Effect of injection strategy on fuel-air mixing and combustion process in a direct injection diesel rotary engine (DI-DRE)

Abstract

This paper aims at improving the combustion efficiency of direct injection diesel rotary engine (DI-DRE) by adjusting the injection strategy. An experimental validated 3D-dynamic simulation model coupled with chemical kinetics mechanism was established. A high-pressure direct injection mode was used to investigate the effect of diesel fuel injection timing (IT) and injection angle (IA) on fuel-air mixing and combustion process in a DI-DRE with spark ignition. Results showed that increasing IA changed the fuel distribution position from front to back of the combustion chamber, delayed IT and the fuel distribution area also became narrower and more concentrated.

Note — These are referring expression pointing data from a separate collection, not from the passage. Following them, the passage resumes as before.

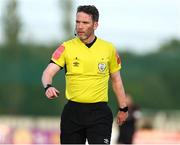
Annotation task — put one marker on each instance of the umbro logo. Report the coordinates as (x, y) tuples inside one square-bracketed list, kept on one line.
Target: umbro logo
[(106, 141)]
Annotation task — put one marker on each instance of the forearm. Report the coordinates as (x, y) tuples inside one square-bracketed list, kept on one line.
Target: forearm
[(49, 73), (120, 93), (118, 89)]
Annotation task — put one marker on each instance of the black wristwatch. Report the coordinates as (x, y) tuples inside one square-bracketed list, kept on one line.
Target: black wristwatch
[(125, 109), (47, 86)]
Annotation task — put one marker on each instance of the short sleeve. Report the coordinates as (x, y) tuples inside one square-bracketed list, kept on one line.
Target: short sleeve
[(115, 61), (59, 56)]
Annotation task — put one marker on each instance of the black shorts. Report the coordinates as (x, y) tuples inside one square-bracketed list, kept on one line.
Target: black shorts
[(81, 121)]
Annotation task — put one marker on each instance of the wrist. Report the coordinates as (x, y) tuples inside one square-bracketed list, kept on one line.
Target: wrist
[(123, 109), (47, 86)]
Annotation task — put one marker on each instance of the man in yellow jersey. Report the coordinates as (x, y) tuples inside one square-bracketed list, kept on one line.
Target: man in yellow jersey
[(89, 62)]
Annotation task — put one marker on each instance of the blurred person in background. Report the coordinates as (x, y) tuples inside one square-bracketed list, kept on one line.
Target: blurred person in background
[(88, 62), (127, 130)]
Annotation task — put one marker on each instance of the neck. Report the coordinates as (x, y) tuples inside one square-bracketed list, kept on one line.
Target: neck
[(89, 39)]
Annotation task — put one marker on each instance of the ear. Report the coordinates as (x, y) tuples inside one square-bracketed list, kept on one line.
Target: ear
[(95, 25)]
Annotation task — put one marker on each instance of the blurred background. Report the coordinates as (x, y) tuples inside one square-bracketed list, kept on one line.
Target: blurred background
[(147, 37)]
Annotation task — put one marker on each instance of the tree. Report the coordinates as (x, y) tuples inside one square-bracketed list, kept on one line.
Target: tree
[(11, 24), (66, 8)]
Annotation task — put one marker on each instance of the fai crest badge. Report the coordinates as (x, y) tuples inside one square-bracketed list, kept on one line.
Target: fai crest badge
[(101, 67)]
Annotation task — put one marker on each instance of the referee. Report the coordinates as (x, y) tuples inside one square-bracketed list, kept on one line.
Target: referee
[(89, 63)]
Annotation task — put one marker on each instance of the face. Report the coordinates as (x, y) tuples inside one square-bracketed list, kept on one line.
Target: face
[(85, 27)]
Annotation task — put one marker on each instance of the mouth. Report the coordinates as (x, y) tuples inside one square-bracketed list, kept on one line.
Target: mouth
[(80, 33)]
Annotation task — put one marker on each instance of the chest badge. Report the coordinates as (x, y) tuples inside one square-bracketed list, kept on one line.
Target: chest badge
[(101, 66)]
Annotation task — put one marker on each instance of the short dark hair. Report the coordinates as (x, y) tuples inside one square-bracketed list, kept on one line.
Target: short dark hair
[(91, 10)]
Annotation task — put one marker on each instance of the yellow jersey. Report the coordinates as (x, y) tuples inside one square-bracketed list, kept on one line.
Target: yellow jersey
[(87, 69)]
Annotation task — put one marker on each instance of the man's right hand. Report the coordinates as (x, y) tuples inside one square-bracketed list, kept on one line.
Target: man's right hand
[(52, 93)]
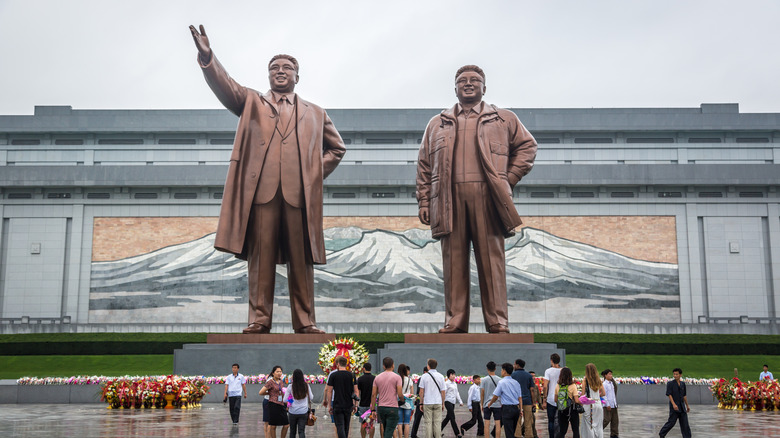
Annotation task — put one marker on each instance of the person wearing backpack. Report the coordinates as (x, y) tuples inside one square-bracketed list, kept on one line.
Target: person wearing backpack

For combustion process, the fuel concentrated at partial central position towards the back of the combustion chamber was better for ignition. The distribution of more continuous mixture between the two spark plugs and concentration of more fuel near the trailing spark plug (TSP) was conducive to the improvement of combustion efficiency. The preferable combustion rate and emission performance were obtained when the IT was 80°CA (BTDC) and IA was 90°. Compared to the original scheme, maximum combustion pressure increased by16.82% while crank angle for maximum combustion pressure reduced by 8.19%. Soot and CO emissions reduced by 41.48% and 32.87% respectively. However, NO and CO2 emissions increased slightly.